— In zijn boek leidt Wouter Bulckaert ons doorheen de wereld van pop & rock. Op de platendraaier liggen 22 grensverleggende langspeelplaten. — |
WOUTER Bulckaert schrijft iets wat Tania ook zegt. Je luistert ánders naar een cd dan naar een plaat. Ja, ook als die dezelfde muziek dragen. Naar een cd luister je terwijl je andere dingen doet: lezen, koken, schrijven… cd-muziek is achtergrond. Een langspeelplaat daarentegen leid je naar een intensieve luisterervaring. Je schrijft niet, kookt niet, leest niet… Je luistert. Komt het daardoor dat er weer vinylplaten geproduceerd en gesmaakt worden?
Bulckaert legt het in zijn Vinylpraat uit. Er zijn er nog die dat proberen doen. Ikzelf bijvoorbeeld raak het aan in Analoog versus digitaal: over de ziel van de dingen, waarin staat dat analoge film een intensere kijkervaring oplevert dan digitale. Alessandro Baricco maakt het nog breder: ‘Ik ontdek dat niet alleen de verkoopcijfers van vinyl al jarenlang gestaag stijgen, maar ook die van vulpennen, van typemachines, en heel wat belangrijker, van het papieren boek [zul je zien dat over een tijdje ook carbonpapier en pantoffels weer in de mode zijn] (…).’ Baricco vat het in The Game samen als de ‘verkoop van ouderwetse maar ietwat poëtische technologieën’.
Voor wat betreft de vinylplaat slaagt Bulckaert er goed in om dat poëtisch kantje te ontrafelen.

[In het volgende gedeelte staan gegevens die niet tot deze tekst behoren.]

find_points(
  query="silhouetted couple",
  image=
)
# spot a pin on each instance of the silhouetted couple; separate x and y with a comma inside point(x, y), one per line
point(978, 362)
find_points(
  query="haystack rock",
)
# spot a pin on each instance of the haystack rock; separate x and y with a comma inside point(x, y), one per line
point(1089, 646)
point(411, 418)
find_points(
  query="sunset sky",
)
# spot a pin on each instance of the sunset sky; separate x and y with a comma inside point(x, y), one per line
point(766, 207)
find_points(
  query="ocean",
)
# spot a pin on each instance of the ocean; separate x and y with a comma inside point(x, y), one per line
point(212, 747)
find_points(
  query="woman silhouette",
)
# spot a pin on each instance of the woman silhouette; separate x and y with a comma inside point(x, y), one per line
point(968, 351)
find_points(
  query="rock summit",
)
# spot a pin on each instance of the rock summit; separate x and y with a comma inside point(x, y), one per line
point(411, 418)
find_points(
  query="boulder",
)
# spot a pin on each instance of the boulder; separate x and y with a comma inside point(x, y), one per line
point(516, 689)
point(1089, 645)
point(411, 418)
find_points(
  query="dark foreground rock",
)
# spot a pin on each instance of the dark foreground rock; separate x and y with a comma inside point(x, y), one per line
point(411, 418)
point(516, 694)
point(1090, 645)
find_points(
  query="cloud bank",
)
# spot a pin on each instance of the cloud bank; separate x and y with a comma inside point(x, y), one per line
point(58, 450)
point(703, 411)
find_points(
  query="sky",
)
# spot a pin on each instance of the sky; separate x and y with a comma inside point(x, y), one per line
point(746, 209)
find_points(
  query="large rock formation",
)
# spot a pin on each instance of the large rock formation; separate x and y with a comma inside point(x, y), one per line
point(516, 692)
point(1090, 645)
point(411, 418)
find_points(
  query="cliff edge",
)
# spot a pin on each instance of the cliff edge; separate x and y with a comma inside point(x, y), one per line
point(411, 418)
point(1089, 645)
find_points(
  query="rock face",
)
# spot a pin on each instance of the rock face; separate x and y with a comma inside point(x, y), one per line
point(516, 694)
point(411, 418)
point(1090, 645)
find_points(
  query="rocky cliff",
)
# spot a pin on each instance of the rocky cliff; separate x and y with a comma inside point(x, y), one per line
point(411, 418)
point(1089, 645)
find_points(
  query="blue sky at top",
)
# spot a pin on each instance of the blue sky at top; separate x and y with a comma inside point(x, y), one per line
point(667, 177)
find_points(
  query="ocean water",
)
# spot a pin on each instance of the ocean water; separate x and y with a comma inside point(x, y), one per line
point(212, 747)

De cd is een neutraal ding, met de vinylplaat heb je een emotionele band. Dat komt door Sgt. Pepper’s Lonely Hearts Club Band van The Beatles: ‘Het is de eerste plaat die als een zelfstandig kunstwerk wordt beschouwd. De plaat is niet bedoeld om live uit te voeren (…) Neen, van dan af worden muzikanten artiesten en maakt de hoes deel uit van de plaat. Ook die hoezen zijn kunstwerken. Vergelijk het met covers van boeken: een editie van Het verdriet van België ziet er nu helemaal anders uit dan dan de eerste druk uit 1983, maar Sgt. Pepper’s Lonely Hearts Club Band ziet er nog altijd identiek uit.’ Waardoor zelfs een beeld uit mijn persoonlijk leven een diepere dimensie krijgt. Het is avond en ik kom bij Tania thuis. Zij zit in de sofa en haar enige bezigheid bestaat erin dat ze naar een plaat luistert. Tegen de muur, vlak tegenover haar, staat de hoes uitgestald. Een multizintuigelijke kunstervaring!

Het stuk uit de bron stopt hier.